Karkat does release you eventually, but you don't go far and neither does he. He digs around in his sylladex until he comes up with bandages and antiseptic, and you're glad he's gotten so much better at using that thing. You all have. It was a matter of survival. You hold out your hands for him and he douses them with alcohol, and it burns but you let it. It's supposed to. It's a clean hurt, after all this time. When that's done he wraps your knuckles in the bandage. Soft, white, clean cloth. You don't think the gloves will fit over the bandage but he presses it down and they do, hiding it like a secret between the two of you.

“Terezi will have noticed too,” he tells you, after the gloves are fastened again and you've both pulled back to proper friendly distance. “She may not figure out what she's noticed yet, but she will eventually.”
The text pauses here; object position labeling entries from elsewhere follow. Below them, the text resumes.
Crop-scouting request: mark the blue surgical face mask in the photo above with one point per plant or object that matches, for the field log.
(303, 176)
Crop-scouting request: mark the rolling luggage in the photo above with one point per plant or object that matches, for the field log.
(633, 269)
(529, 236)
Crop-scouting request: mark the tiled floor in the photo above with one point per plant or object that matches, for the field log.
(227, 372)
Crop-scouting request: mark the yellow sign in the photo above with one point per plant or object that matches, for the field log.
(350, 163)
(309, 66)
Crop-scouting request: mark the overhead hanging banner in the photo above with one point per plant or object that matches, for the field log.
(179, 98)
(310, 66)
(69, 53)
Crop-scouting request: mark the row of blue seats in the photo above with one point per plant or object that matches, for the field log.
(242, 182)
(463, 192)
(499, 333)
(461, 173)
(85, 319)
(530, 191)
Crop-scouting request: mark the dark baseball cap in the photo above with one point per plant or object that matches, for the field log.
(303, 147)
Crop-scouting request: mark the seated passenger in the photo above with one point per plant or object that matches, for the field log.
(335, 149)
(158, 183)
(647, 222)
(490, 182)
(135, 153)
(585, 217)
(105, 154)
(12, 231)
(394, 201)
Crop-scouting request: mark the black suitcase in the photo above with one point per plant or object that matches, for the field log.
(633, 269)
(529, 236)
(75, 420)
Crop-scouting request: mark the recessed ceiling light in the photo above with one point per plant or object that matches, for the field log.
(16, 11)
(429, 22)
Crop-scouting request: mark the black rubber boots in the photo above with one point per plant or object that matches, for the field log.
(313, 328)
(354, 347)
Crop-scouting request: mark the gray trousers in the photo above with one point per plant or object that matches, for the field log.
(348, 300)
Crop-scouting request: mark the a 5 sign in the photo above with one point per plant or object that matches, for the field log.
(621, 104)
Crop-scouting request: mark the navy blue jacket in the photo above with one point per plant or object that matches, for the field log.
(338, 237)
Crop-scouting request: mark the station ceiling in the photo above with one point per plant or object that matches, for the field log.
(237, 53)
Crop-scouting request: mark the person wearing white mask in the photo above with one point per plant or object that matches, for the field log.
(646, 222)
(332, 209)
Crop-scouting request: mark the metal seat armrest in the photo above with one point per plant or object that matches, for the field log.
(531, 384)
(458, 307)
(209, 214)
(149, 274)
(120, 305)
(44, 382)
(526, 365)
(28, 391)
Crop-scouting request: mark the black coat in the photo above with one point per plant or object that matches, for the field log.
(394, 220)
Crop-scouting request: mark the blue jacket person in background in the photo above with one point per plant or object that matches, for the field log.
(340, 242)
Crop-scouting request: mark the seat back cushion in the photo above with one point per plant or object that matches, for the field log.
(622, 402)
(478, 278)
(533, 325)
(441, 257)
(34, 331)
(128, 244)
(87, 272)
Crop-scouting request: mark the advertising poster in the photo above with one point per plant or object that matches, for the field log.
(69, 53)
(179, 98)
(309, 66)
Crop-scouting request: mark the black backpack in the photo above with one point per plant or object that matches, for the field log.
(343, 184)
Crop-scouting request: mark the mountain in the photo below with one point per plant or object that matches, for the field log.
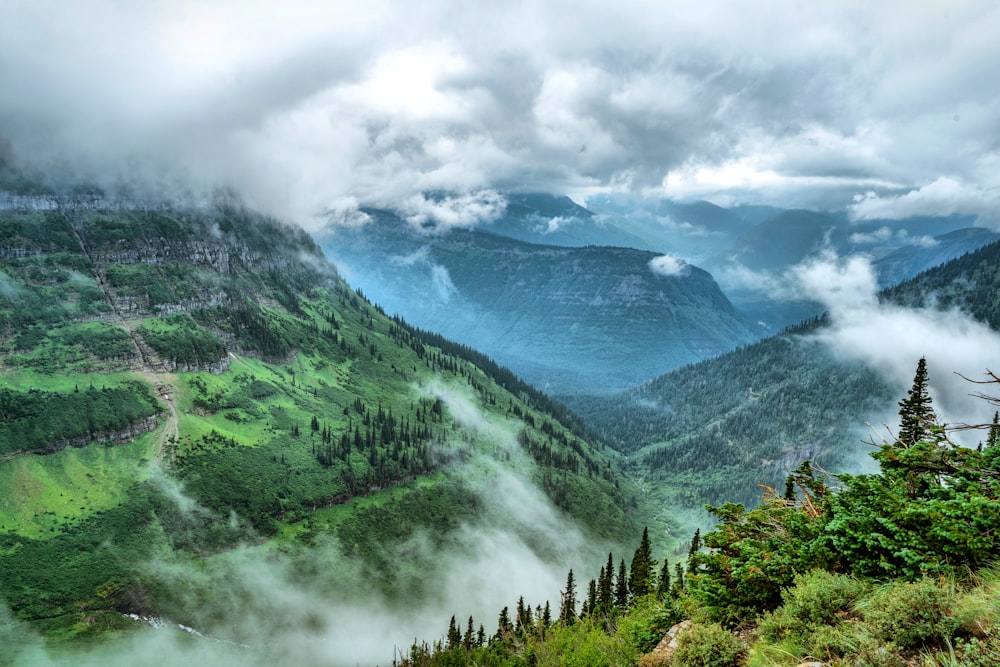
(197, 413)
(721, 427)
(904, 263)
(567, 319)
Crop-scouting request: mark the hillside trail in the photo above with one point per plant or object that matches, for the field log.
(146, 366)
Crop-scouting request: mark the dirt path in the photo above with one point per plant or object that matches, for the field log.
(161, 382)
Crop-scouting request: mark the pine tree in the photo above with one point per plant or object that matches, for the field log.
(663, 583)
(504, 628)
(678, 579)
(454, 634)
(521, 621)
(993, 437)
(605, 588)
(915, 411)
(591, 603)
(621, 587)
(567, 610)
(468, 639)
(694, 548)
(641, 577)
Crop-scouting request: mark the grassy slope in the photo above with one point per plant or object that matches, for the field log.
(245, 440)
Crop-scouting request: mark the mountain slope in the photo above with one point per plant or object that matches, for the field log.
(176, 385)
(567, 319)
(719, 428)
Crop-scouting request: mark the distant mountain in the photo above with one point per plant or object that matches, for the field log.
(195, 406)
(781, 241)
(719, 428)
(567, 319)
(904, 263)
(557, 220)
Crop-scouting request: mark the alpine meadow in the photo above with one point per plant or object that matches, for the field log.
(499, 334)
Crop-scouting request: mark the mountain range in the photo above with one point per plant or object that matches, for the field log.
(196, 410)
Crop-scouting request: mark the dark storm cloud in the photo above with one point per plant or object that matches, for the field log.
(310, 108)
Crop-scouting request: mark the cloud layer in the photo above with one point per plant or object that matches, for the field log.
(314, 107)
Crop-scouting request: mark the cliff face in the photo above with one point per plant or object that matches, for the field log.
(570, 320)
(68, 264)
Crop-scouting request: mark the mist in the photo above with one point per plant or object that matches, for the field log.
(267, 604)
(315, 111)
(891, 339)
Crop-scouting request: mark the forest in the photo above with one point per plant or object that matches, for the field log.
(890, 568)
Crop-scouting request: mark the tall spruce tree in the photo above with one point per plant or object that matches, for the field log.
(621, 586)
(641, 576)
(993, 437)
(605, 587)
(567, 610)
(693, 549)
(663, 590)
(915, 412)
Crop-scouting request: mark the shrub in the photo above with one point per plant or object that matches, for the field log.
(911, 614)
(708, 646)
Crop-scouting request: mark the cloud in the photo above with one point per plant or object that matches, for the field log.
(256, 605)
(303, 106)
(884, 234)
(448, 212)
(943, 196)
(668, 266)
(891, 338)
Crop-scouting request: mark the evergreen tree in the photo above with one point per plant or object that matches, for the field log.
(454, 634)
(993, 437)
(605, 587)
(678, 579)
(521, 622)
(663, 583)
(641, 577)
(591, 602)
(567, 610)
(694, 548)
(469, 638)
(915, 411)
(504, 628)
(621, 586)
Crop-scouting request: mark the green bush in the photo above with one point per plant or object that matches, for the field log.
(708, 646)
(647, 621)
(817, 599)
(911, 614)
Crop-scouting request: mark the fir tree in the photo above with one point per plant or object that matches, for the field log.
(663, 583)
(641, 577)
(468, 639)
(694, 548)
(605, 587)
(621, 586)
(591, 603)
(915, 411)
(454, 634)
(993, 437)
(504, 628)
(678, 579)
(567, 610)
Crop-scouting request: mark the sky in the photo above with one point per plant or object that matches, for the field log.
(312, 109)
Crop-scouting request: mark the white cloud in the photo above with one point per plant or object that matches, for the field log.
(884, 234)
(943, 196)
(453, 211)
(301, 105)
(666, 265)
(892, 338)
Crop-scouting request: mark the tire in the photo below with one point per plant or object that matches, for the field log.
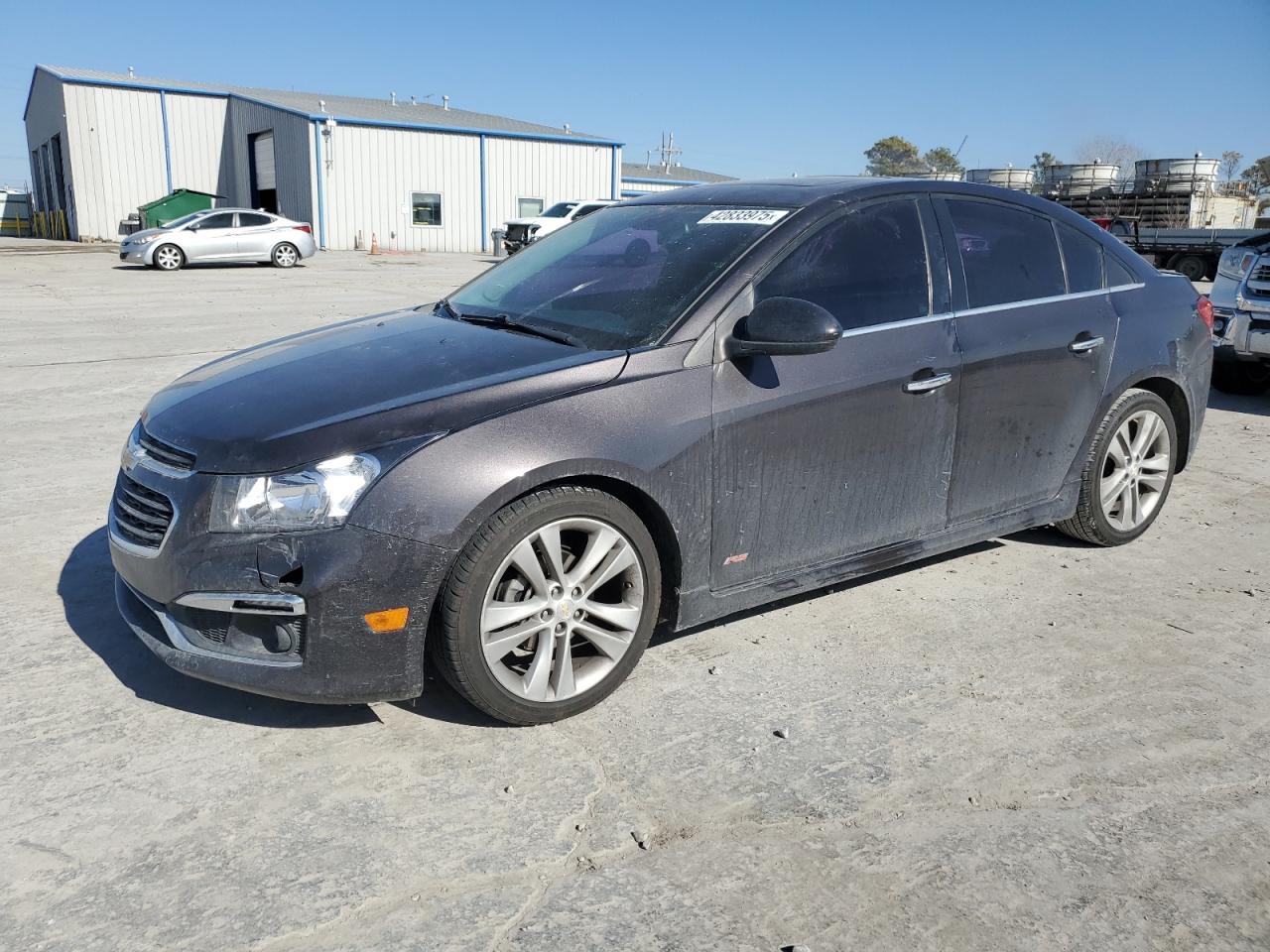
(285, 255)
(1150, 472)
(168, 258)
(1193, 267)
(1246, 377)
(485, 592)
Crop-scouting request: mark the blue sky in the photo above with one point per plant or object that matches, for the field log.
(747, 87)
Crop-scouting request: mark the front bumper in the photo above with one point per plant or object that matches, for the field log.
(1242, 334)
(278, 615)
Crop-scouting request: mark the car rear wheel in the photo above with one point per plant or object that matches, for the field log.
(549, 607)
(169, 258)
(1128, 474)
(285, 255)
(1246, 377)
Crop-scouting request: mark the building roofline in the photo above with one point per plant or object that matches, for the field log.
(316, 117)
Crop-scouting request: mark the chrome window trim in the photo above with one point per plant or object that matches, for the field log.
(1051, 299)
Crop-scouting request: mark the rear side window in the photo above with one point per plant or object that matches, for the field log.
(1083, 259)
(1007, 254)
(1118, 276)
(217, 221)
(867, 267)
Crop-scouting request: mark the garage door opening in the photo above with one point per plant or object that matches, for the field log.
(264, 188)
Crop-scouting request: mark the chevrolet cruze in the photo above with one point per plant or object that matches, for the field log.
(681, 407)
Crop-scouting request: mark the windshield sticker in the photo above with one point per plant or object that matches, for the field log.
(744, 216)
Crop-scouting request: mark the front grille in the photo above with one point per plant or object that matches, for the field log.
(166, 453)
(141, 516)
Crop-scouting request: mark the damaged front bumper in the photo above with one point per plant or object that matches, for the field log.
(277, 615)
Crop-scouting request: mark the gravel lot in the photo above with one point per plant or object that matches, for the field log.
(1029, 746)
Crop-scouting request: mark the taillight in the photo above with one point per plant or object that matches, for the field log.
(1205, 308)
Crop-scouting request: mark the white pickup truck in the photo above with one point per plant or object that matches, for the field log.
(522, 231)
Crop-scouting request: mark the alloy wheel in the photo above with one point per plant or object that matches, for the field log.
(563, 610)
(168, 258)
(1135, 470)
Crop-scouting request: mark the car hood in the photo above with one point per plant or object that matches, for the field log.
(361, 385)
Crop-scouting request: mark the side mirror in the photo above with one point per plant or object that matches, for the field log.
(781, 326)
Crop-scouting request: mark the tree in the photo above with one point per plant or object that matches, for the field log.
(1043, 160)
(1230, 164)
(893, 155)
(1257, 176)
(1111, 150)
(942, 159)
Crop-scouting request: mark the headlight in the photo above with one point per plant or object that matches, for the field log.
(318, 498)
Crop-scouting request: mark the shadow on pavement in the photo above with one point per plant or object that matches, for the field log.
(86, 589)
(1233, 403)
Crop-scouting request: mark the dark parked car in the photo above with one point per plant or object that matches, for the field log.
(681, 407)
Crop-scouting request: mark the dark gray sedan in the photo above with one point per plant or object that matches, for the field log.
(675, 409)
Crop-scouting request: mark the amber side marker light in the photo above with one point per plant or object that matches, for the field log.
(388, 620)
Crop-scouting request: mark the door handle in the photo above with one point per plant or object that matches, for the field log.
(1083, 344)
(925, 385)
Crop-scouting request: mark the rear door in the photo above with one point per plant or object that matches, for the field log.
(825, 456)
(1037, 331)
(211, 238)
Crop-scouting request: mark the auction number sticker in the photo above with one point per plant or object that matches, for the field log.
(744, 216)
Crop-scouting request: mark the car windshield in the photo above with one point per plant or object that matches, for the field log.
(621, 277)
(185, 220)
(559, 209)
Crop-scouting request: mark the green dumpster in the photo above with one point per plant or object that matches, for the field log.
(178, 204)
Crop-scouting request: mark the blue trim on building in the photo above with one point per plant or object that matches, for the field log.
(484, 200)
(348, 119)
(665, 181)
(167, 137)
(321, 185)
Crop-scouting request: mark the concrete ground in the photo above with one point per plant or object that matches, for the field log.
(1029, 746)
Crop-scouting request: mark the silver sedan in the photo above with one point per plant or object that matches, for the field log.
(221, 235)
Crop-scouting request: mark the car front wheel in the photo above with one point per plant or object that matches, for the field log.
(1128, 472)
(550, 606)
(285, 255)
(169, 258)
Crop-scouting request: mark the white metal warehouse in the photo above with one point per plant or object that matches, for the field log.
(649, 178)
(417, 176)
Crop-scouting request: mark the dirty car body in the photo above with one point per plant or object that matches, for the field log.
(922, 420)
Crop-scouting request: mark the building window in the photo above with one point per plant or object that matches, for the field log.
(425, 208)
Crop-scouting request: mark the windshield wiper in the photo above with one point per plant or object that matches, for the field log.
(507, 322)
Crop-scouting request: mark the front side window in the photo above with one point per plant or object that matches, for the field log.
(1007, 254)
(619, 278)
(867, 267)
(1083, 259)
(425, 208)
(225, 220)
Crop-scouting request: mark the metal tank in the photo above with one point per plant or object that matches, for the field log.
(1175, 177)
(1080, 179)
(1016, 179)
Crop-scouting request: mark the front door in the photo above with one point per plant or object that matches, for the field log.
(820, 457)
(212, 238)
(1035, 354)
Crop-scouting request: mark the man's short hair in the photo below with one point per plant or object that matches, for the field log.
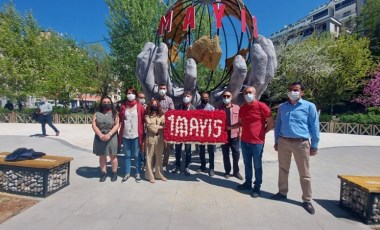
(187, 93)
(298, 83)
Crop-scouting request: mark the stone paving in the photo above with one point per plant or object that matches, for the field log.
(195, 202)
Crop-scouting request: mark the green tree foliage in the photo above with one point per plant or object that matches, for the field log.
(38, 63)
(368, 23)
(332, 69)
(105, 80)
(131, 24)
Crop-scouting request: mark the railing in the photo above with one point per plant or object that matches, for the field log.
(326, 127)
(350, 128)
(57, 118)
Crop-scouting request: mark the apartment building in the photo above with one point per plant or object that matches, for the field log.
(333, 17)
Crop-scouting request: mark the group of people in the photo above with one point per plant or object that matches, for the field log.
(138, 127)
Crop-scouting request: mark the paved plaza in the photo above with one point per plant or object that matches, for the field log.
(195, 202)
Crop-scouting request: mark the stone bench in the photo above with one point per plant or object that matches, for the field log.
(361, 196)
(38, 177)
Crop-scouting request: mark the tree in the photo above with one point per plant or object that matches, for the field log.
(331, 69)
(35, 62)
(368, 24)
(371, 93)
(105, 79)
(131, 24)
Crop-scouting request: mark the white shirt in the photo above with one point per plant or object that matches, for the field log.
(131, 123)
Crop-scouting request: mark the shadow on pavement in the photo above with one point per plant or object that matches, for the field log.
(38, 135)
(332, 206)
(88, 172)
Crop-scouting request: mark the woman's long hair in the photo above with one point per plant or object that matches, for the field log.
(159, 109)
(114, 113)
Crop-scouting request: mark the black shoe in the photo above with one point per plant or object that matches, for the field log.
(255, 192)
(308, 207)
(244, 186)
(187, 172)
(176, 171)
(201, 170)
(237, 175)
(278, 196)
(125, 178)
(103, 177)
(114, 177)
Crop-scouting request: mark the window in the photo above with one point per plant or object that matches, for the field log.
(320, 14)
(344, 4)
(346, 14)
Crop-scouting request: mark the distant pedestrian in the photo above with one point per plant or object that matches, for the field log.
(155, 121)
(45, 110)
(9, 106)
(297, 121)
(105, 124)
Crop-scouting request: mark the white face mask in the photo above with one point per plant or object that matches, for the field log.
(186, 99)
(131, 97)
(162, 92)
(226, 100)
(294, 95)
(249, 97)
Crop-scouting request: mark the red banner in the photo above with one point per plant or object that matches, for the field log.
(195, 126)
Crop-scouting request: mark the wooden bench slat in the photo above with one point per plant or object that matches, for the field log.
(369, 184)
(45, 162)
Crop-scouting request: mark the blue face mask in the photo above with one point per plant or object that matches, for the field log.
(249, 97)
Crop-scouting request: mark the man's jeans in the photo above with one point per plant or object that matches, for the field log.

“All of you guys have good enough noses to suss it,” you say, and shrug. “I'll worry about it when it happens. Just... don't tell Rose. She wouldn't like it.” You know this to be a pretty massive understatement, and Karkat probably does too, but he just nods.

“I won't tell.” He stands up, carefully, and just looks at you for what feels like a very long time. You look away after a minute, but it doesn't matter because you know he can't see your eyes.

“And Dave? Pale is on the shipping chart.” But he's out the door and down the hall before what he's said registers. You wind up sitting there in the dark for a very long time, running a gentle finger over your gloved hands.


End file.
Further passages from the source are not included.